EDUCATOR AND leadership trainer Rosemary Campbell-Stephens has just celebrated being recognised for her outstanding career which has spanned more than three decades and inspired several generations to learn, lead and teach.
And what has taken this wise, but very unassuming woman by surprise is how pleased she’s been to be offered the honour of an MBE in recognition of her services to education.
“It’s been incredibly humbling that peers, colleagues and friends put me forward,” smiled Rosemary, who admitted she had no intention of refusing it because she feels it’s in recognition of her life’s work, which from the start has been about speaking the truth in the world of education.

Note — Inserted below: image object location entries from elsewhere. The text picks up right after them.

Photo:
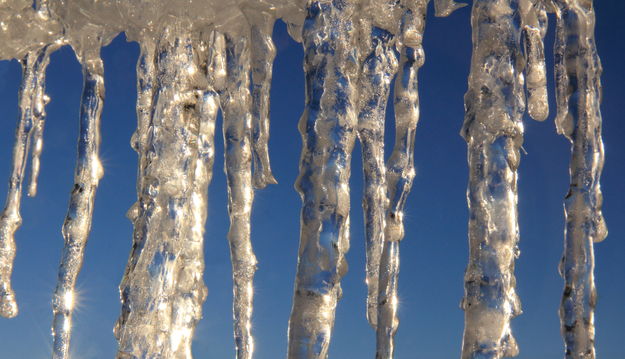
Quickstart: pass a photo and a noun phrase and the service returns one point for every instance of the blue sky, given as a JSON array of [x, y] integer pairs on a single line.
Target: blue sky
[[434, 252]]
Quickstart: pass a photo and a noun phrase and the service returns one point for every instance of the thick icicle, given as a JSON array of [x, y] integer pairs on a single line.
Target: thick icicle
[[446, 7], [77, 223], [579, 119], [328, 132], [192, 292], [40, 101], [494, 132], [534, 26], [400, 169], [151, 327], [379, 64], [33, 69], [145, 95], [262, 53], [237, 131]]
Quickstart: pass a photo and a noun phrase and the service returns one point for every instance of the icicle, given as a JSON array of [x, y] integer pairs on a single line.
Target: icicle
[[534, 25], [77, 223], [33, 67], [494, 133], [146, 74], [237, 131], [328, 131], [446, 7], [152, 289], [400, 169], [579, 119], [39, 101], [379, 65], [263, 53]]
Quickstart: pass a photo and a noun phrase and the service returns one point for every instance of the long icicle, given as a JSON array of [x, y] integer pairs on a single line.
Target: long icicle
[[579, 119], [263, 52], [137, 214], [534, 27], [77, 223], [379, 65], [39, 120], [150, 328], [494, 132], [328, 128], [33, 65], [237, 131], [192, 292], [400, 169]]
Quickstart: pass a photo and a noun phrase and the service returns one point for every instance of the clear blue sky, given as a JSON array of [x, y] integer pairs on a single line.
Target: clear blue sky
[[434, 252]]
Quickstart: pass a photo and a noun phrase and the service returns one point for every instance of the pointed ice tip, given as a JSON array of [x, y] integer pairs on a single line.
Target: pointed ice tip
[[444, 8], [8, 306], [372, 316]]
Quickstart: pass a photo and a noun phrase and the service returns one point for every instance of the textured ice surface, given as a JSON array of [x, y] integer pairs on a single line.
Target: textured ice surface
[[578, 97], [78, 220], [494, 104], [200, 56], [328, 127]]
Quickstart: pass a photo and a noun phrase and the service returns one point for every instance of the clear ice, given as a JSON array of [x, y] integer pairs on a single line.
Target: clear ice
[[202, 56], [494, 103], [578, 86]]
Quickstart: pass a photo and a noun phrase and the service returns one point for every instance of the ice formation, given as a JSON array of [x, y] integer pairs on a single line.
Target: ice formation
[[579, 119], [202, 56]]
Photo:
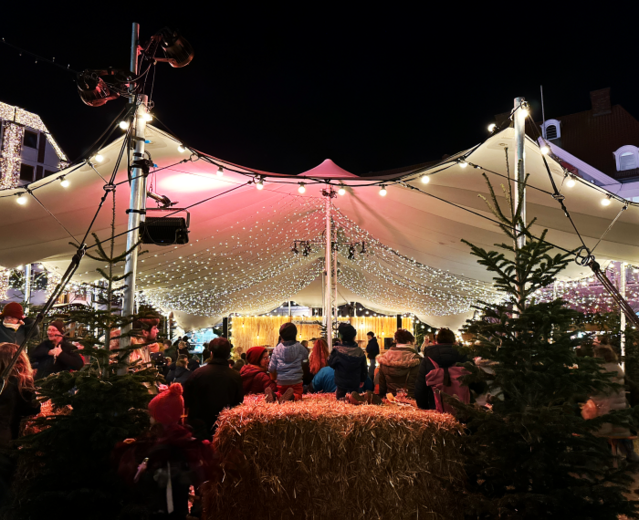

“It was an unexpected surprise to receive the letter from the Cabinet Office, but what meant even more to me was the letter from the Secretary of State for Education, recognising my contribution to education,” she said.
Rosemary is an independent consultant trainer who is also a Visiting Fellow with the University of London’s Department of Education. She’s been an OFSTED inspector, head teacher, deputy head and conference speaker in all parts of the world, but when you ask about her career highlights she goes right back to the beginning.
“Running a supplementary school in Lozells, Birmingham for ten years during the 1980s has to be one of the periods of my life of which I’m most proud,” she said.
“At its height we had well over 200 children from the ages of three and a half to 17 and 18 aiming for university. We could have taken a lot more but we simply couldn’t afford to hire the classroom space!
“It was at a time when African Caribbean parents wanted their children to have a strong sense of their own identity and culture as part of a high quality educational entitlement.
“I remember we had an incredible variety of children attending. I honed my craft as a teacher in those classrooms.
“Some students were from grammar schools, some from comprehensives, while others had been excluded, but all of these children’s parents were conscious Caribbeans who defied the prevailing narrative at the time about failing Caribbean heritage students in the British schooling system.
“They wanted their children to have a positive experience of being black through their educational experience, not in spite of it, and they were not getting this in mainstream education.
“But it really hit home when I was offered the MBE how some of those former Saturday school students and others I had taught in mainstream, got in touch to congratulate me.
“So many had gone on to be teachers themselves or were in other ways exemplary contributors to their families, communities and society as a whole. Having not had any children myself, that, I feel, is my legacy.”
There’s no doubt that Rosemary has played her part in helping to increase the number of black school leaders in the UK.
In 2003, she developed Investing in Diversity (IiD) a leadership preparation programme for the London Centre for Leadership in Learning, Institute of Education, in the then University of London.
In 2009 the programme went international and was launched in Toronto, Canada. It is for this groundbreaking programme that she was awarded a visiting fellowship from this leading university.
Mary Gordon, a Birmingham-based teacher who recently completed an Authentic Leaders teaching course delivered by Rosemary, spoke to The Voice on behalf of many colleagues who’d encountered Rosemary’s teaching.
Mary, who has just been offered an assistant head teacher’s post which she believes she secured after being inspired by the course, said: “Rosemary is truly inspirational because she motivates us and equips us with the right tools, so we in turn can motivate others in a very positive ripple effect.
“With Rosemary it is always about others. She teaches us how to be reflective and adaptable in the different kinds of situations we face.
“Most importantly she teaches us to be authentic; to have qualities and standards that are non-negotiable in the world of teaching.”
Life is now about to come full circle for Handsworth-born Rosemary who is returning to her parent’s Jamaican roots to make a new life in the western parish of Hanover later this year.
But it won’t be a case of putting her feet up, as she is already making plans to support one of her biggest mentors Elaine Foster-Allen, who is now Jamaica’s Permanent Secretary in the Ministry of Education.
“It’s something that my husband and I have been planning for a while and there is already a bit of a Campbell clan, my two older siblings, who have returned to live in our beloved JA,” explains Rosemary, whose husband William Stephens has just retired after a long career in the Probation Service.
“But we won’t be cutting our ties with Birmingham or the UK because we both still have close family here including my blessed mum, who is 89, and my youngest sister.
“I shall be coming backwards and forth for all kinds of things including the investiture for the MBE at Buckingham Palace, the precise date of which I have not yet received. I’m just going to try to slow down the pace a little.”
But for anyone who knows Rosemary, we all know there will be no slowing down.